A Ur – Nammu lo siguió en el trono su hijo Shulgi, que resultó ser uno de los más ilustres y distinguidos reyes de la antigüedad. Fue un líder militar sobresaliente, un administrador puntilloso, un constructor enérgico y un pródigo patrón de las artes, particularmente de la literatura y de la música. Pretendía haber establecido importantes escuelas sumerias en Nippur y en Ur. Los poetas y hombres de letras sumerios se excedieron componiendo himnos de exaltación y glorificación en su honor, y en ellos se le describe como una combinación de sabio, soldado, deportista, adivinador, diplomático, patrón de la enseñanza; un rey feliz, optimista, que proveía todas las cosas buenas para el país y su pueblo.

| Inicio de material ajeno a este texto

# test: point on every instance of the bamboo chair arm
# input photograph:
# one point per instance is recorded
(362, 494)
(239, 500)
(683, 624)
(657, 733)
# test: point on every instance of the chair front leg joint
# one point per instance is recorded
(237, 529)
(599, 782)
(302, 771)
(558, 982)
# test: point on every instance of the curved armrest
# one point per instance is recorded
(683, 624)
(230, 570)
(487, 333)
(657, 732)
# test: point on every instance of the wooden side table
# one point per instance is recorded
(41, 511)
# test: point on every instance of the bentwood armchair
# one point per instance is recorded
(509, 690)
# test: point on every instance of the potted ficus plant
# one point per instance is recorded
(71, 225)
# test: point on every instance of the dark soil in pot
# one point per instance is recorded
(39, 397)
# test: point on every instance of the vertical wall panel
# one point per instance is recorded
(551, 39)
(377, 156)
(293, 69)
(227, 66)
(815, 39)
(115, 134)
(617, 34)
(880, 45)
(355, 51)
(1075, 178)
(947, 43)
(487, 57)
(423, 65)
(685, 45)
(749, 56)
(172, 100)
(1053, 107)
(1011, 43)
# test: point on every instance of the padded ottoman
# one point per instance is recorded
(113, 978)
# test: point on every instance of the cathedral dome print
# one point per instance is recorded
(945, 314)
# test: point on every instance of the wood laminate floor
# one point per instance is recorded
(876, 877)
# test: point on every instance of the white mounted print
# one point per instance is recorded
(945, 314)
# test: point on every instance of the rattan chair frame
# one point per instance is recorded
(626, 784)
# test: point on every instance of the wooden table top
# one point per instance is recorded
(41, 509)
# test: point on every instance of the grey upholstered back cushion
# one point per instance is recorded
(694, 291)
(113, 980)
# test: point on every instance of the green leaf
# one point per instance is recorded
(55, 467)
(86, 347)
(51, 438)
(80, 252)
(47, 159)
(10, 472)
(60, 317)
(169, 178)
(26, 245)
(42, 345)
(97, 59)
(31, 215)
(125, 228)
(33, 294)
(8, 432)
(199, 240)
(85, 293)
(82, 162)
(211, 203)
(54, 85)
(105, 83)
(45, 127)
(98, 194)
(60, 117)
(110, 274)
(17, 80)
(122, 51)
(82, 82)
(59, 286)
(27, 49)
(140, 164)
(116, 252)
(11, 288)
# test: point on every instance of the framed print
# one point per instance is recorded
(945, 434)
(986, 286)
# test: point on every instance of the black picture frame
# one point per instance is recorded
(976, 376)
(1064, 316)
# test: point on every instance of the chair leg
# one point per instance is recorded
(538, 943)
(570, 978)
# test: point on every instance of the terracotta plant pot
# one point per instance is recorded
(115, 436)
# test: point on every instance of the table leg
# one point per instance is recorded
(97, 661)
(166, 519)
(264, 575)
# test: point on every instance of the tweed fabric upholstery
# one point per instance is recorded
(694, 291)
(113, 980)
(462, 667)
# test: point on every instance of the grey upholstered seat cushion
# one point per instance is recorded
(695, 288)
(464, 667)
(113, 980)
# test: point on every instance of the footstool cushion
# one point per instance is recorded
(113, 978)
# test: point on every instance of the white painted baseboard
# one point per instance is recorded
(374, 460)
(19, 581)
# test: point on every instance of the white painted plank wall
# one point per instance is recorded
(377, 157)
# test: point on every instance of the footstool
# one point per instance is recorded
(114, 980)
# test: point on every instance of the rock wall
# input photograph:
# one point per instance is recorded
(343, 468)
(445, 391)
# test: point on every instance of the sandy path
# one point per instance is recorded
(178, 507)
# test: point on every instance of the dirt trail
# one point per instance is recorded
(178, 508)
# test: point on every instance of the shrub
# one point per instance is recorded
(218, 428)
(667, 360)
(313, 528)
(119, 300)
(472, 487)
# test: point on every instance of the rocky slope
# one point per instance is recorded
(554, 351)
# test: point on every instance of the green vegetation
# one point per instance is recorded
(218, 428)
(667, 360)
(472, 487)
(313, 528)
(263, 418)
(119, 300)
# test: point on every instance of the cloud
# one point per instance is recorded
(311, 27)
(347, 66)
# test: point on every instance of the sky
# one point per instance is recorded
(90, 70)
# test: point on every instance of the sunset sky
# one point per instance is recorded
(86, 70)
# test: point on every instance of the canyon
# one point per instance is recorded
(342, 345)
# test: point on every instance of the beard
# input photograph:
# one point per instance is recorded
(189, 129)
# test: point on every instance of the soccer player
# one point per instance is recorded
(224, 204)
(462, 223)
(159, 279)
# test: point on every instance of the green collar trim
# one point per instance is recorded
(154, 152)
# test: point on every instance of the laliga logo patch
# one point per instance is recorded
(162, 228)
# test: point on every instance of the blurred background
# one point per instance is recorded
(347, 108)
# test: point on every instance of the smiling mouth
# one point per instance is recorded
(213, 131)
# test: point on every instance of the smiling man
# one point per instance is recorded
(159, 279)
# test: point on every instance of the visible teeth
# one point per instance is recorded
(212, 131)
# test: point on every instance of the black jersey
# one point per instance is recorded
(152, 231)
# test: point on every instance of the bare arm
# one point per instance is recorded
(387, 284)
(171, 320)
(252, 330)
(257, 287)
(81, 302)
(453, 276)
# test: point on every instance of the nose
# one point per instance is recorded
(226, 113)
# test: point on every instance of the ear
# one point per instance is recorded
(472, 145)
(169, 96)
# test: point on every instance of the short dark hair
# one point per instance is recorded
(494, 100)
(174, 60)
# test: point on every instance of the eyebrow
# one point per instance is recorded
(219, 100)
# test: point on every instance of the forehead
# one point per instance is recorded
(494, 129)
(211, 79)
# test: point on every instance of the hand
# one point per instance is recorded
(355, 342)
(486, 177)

Shulgi reinó cerca de medio siglo. Lo siguieron en el trono por sus dos hijos, que reinaron nueve años cada uno, y apenas lograron mantener la nación unida e independiente. Cuando el nieto de Shulgi, el piadoso y confiado Ibbi–Sin, llegó al trono, se encontró bajo el ataque de los elamitas y de los amoritas nómadas del oeste, y fue traicionado por sus propios gobernadores y generales. Finalmente, en el año veinticinco de su reinado, los elamitas atacaron y destruyeron Ur, llevándose a su rey en cautiverio. La catástrofe causó una impresión indeleble en los poetas sumerios, quienes a través de los años compusieron una serie completa de lamentos luctuosos deplorando el amargo y cruel destino que cayó sobre su tierra y sobre su pueblo.

Durante los siglos que siguieron a la caída de Ur resurgió la amarga contienda tripartita por el dominio de la región, esta vez entre las ciudades de Isin, Larsa y Babilonia. Finalmente, alrededor de 1750 a.n.e., Hammurabi, rey de Babilonia, venció a Rin –Sin, rey de Larsa, y emergió como la única autoridad de Sumeria – Acadia. Se puede decir que esta fecha marca el fin de Sumeria y el principio de Babilonia. Por este tiempo, el pueblo sumerio, es decir, la gente que hablaba la lengua sumeria, estaba virtualmente extinto y los semitas tenían pleno control. Los reyes eran todos semitas, y el idioma hablado era ahora el acadio semítico. La cultura como un todo, sin embargo, permanecía predominantemente sumeria en forma y contenido, y las escuelas y academias del país continuaron usando el lenguaje sumerio y su literatura como base de su currículo a lo largo del milenio.